A viral Reddit thread sparks debate over whether large language models can truly understand physical reality without sensory experience or long-term memory. Experts weigh in on the limits of current AI architecture.

Can LLMs Ever Grasp Physics and Cause-and-Effect Without Embodiment?
In a widely shared post on Reddit’s r/ChatGPT, user /u/IonHawk posed a provocative question that has reignited a foundational debate in artificial intelligence: Can large language models (LLMs) ever understand basic physics or cause-and-effect relationships without embodied experience?
The post, accompanied by an image of a kettlebell falling off a shelf with the caption “Woops,” humorously highlights a common AI failure — the inability to infer physical consequences from static data. While LLMs can generate fluent, even eloquent responses about Newtonian mechanics or thermodynamics, they often fail when asked to predict what happens when an object is dropped, or why a chain reaction occurs in a real-world scenario. The user’s underlying concern, echoed by dozens of commenters, is that no amount of computational power or training data can compensate for the absence of sensory interaction with the physical world.
The Embodiment Gap in AI
Current LLMs, including GPT-4, Claude 3, and Gemini, are trained on vast corpora of text, learning statistical patterns rather than causal relationships. They can describe how gravity works based on textbooks, but they cannot “feel” the weight of an object, observe its trajectory, or remember the outcome of a similar event from a previous interaction. This is what researchers refer to as the “embodiment gap.”

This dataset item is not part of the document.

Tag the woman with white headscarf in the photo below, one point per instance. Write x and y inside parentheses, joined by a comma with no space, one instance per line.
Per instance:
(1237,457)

“Language models are brilliant mimics,” says Dr. Elena Rodriguez, a cognitive scientist at MIT’s Center for Artificial Intelligence and Society. “They can recite every law of motion, but they lack the sensorimotor feedback loop that humans and animals use to build intuitive physics. That’s not a bug — it’s a design constraint.”
The Reddit user’s reference to “embodied semantic cognition” aligns with decades of research in cognitive science, particularly the work of George Lakoff and Rafael Núñez, who argue that abstract thought is grounded in physical experience. Without a body — without touch, balance, spatial awareness, or temporal memory — AI systems remain detached from the phenomenological reality they attempt to describe.

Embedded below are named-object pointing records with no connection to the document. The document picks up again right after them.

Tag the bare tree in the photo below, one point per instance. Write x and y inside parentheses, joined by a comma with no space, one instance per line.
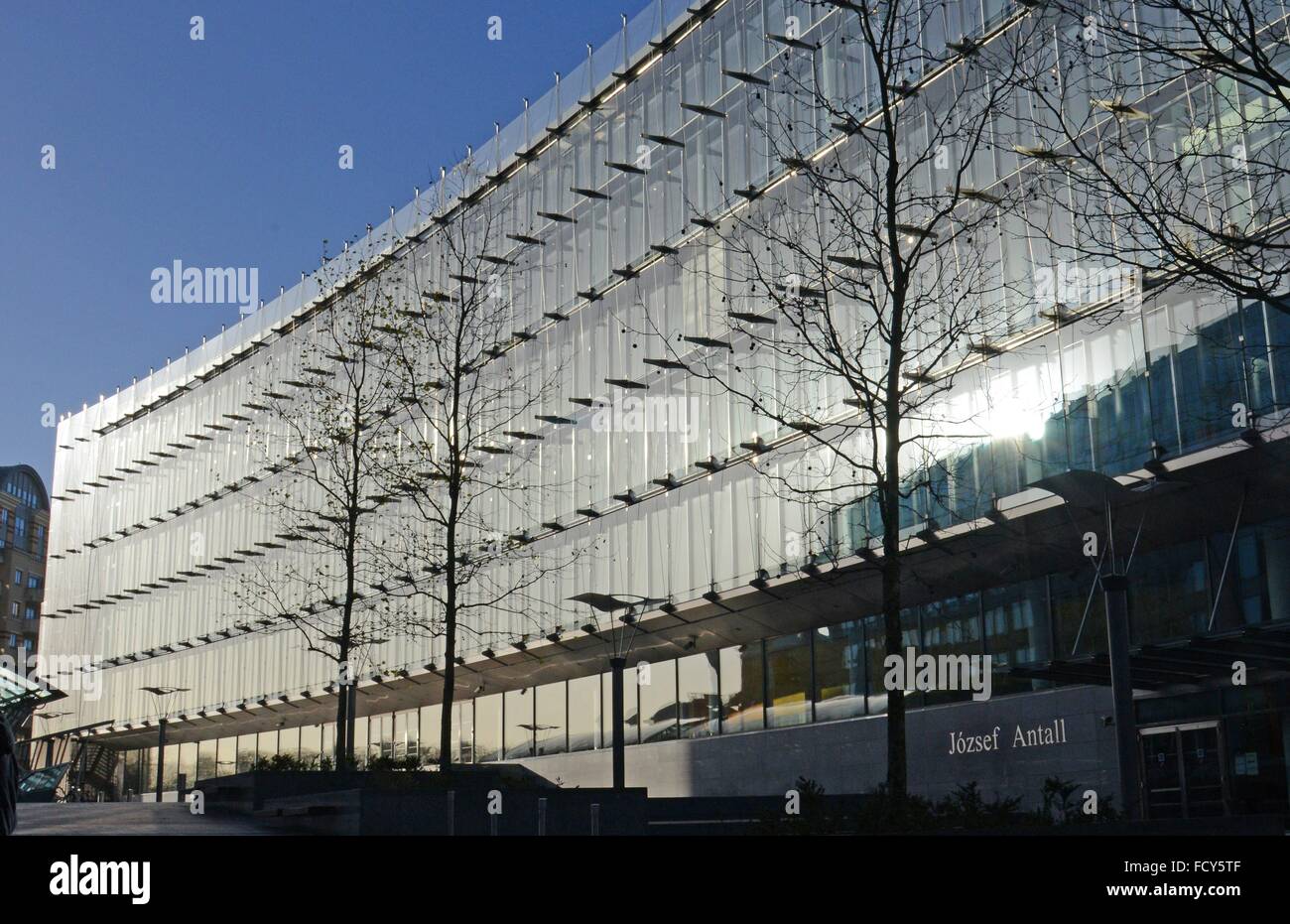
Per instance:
(475,374)
(1161,128)
(852,295)
(326,426)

Energy Alone Won’t Solve the Problem
The post also questions whether scaling up model size and computational energy — a trend that has defined AI progress over the past decade — can bridge this gap. “More parameters, more GPUs, more training data,” writes /u/IonHawk, “won’t give an LLM the lived experience of dropping a kettlebell and watching it hit the floor.”
Indeed, while energy-efficient architectures and multimodal models (which process images, audio, and text) are improving contextual awareness, they still operate on symbolic representations. A model that sees a video of a kettlebell falling doesn’t “understand” gravity; it recognizes patterns in pixel changes correlated with the label “falling object.”

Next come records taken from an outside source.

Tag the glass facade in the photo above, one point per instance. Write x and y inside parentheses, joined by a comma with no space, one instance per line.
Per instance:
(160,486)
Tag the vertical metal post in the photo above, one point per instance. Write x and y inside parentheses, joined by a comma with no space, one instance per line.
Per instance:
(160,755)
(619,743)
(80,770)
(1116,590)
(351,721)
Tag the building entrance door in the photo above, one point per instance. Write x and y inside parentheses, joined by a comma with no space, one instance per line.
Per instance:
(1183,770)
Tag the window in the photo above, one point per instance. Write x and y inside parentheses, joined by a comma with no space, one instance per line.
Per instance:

Contrast this with a human child who, after dropping a toy several times, begins to anticipate its motion — not because they memorized equations, but because their nervous system internalized the relationship between force, mass, and acceleration through repeated physical interaction.
Where Do We Go From Here?
Some researchers are exploring hybrid systems that combine LLMs with robotic agents and simulated environments — such as Google’s RT-2 or OpenAI’s GPT-4V interacting with physics engines. These systems show promise in linking language with action, but they remain narrow, task-specific, and far from generalizable intelligence.
For now, LLMs remain powerful tools for information synthesis, creative writing, and logical reasoning within abstract domains. But when it comes to understanding the physical world — the very world humans inhabit — they remain, as one Reddit user put it, “brilliant parrots in a room full of falling kettlebells.”
The question isn’t whether AI will get smarter — it already is, in many ways. The deeper question is whether intelligence without embodiment can ever be truly intelligent — or merely sophisticated illusion.